La Iglesia contempla con especial amor el misterio de la cruz de Cristo y lo celebra de manera particular en dos fechas del calendario litúrgico:
- El 3 de mayo, fiesta de la «Invención de la Santa Cruz» («la cruz de mayo»).
Ambas celebraciones están profundamente arraigadas en la tradición cristiana y han tenido una gran difusión popular, especialmente en España, Italia y América Latina. Las dos hunden sus raíces en Jerusalén, la ciudad santa en la que Cristo entregó su vida por amor.
La Cruz de Mayo. La memoria del 3 de mayo nos conduce al siglo IV. Santa Elena, madre del emperador Constantino, tras abrazar la fe cristiana, peregrinó a Jerusalén hacia el año 318. Con el corazón ardiente de amor por el Señor, quiso encontrar el madero en el que Jesús había sido crucificado. Preguntó, buscó, investigó con perseverancia… y, según la tradición, encontró la cruz del Salvador.
El término latino «inventio» significa precisamente ‘encuentro’, ‘hallazgo’. Por eso hablamos de la «Invención de la Santa Cruz»: el momento en que la piedad de una mujer creyente devolvió a la Iglesia el signo visible del altar en que Cristo ofreció su vida por todos.
La Exaltación de la Santa Cruz. La fiesta del 14 de septiembre tiene un origen diferente. En el año 614, los persas invadieron Jerusalén, destruyeron templos y monasterios, y se llevaron como botín de guerra numerosos tesoros, entre ellos la cruz de Cristo, que se veneraba en un relicario de plata adornado con piedras preciosas.
Años después, el emperador bizantino Heraclio emprendió una campaña contra los persas. En 622 conquistó la ciudad de Ganzak, en la actual Irán, y recuperó la santa reliquia junto con otros tesoros. Finalmente, en el año 630, un 14 de septiembre, el emperador llevó la cruz de regreso a Jerusalén para depositarla solemnemente en la basílica del Santo Sepulcro.
La tradición cuenta que, al llegar a la ciudad santa, Heraclio avanzaba revestido con sus insignias imperiales y montado en un caballo regio. Pero al aproximarse a la puerta Dorada, la misma por la que Jesús entró el Domingo de Ramos, las piedras del arco cayeron e impidieron su paso. Todos entendieron aquello como un signo divino: quien quiso entrar en Jerusalén humilde y manso sobre un borrico no podía ser honrado con fastos imperiales.
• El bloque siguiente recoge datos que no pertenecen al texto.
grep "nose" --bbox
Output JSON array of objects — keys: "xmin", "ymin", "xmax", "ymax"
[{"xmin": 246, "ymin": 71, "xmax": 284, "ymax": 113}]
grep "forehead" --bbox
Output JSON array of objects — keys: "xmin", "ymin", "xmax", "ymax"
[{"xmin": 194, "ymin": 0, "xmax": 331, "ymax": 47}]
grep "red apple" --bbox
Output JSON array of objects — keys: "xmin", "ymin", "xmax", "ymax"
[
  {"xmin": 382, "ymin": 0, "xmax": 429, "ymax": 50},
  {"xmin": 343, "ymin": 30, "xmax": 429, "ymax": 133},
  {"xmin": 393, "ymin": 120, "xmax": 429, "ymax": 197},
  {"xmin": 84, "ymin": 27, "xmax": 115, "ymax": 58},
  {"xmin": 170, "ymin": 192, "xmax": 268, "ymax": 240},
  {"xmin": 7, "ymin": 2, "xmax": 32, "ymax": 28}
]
Entonces el emperador bajó de su caballo, se despojó de sus ornamentos, se descalzó, tomó en sus manos la reliquia y, con paso humilde, llevó la cruz hasta el interior de la basílica de la Anástasis (el Santo Sepulcro).
Años más tarde, en el 638, Jerusalén cayó bajo dominio musulmán. En la Edad Media, Heraclio fue recordado como una figura ejemplar, considerado incluso como el “primer cruzado”, modelo de quienes siglos después soñaban con recuperar los Santos Lugares.
Hasta hoy, en la capilla armenia del Santo Sepulcro, en la bajada a la cripta de santa Elena, así como en varios retablos antiguos, se representan estas escenas: el hallazgo de la cruz y su retorno glorioso.
Las dos fiestas, en mayo y en septiembre, invitan a los cristianos a mirar el madero santo no como un simple objeto, sino como el signo del amor más grande: aquel en el que Cristo, por nosotros, dio la vida.
La cruz, hallada por santa Elena y exaltada por Heraclio, no es una reliquia del pasado. Es el árbol de la vida, el lugar donde se revela la misericordia de Dios y donde aprendemos a amar hasta el extremo. Cada vez que celebramos estas fiestas, la Iglesia nos recuerda que la verdadera victoria no está en la fuerza de los imperios, ni en los tesoros arrebatados y recuperados, sino en la humildad del Crucificado.
Mirar la cruz es aprender a mirar la vida desde otra perspectiva: no como una carrera de poder y honores, sino como una entrega confiada en manos de Dios. Por eso, tanto en la fiesta de la Cruz de Mayo como en la solemne Exaltación de septiembre, los cristianos somos invitados a abrazar la cruz en nuestras propias vidas: en las dificultades, en los sacrificios, en el servicio generoso a los demás.
Así, la cruz que fue instrumento de muerte, se convierte en fuente de vida y esperanza. Y quien la abraza con fe, como santa Elena y el emperador Heraclio, descubre que también hoy sigue siendo el signo más grande del amor de Cristo por la humanidad.
Con la Exaltación a la Santa Cruz culminamos nuestro reconocimiento y también gran amor hacia ella. Apoyados en Teresa de Ávila, muy grande santa hemos convertido nuestro amor en devoción.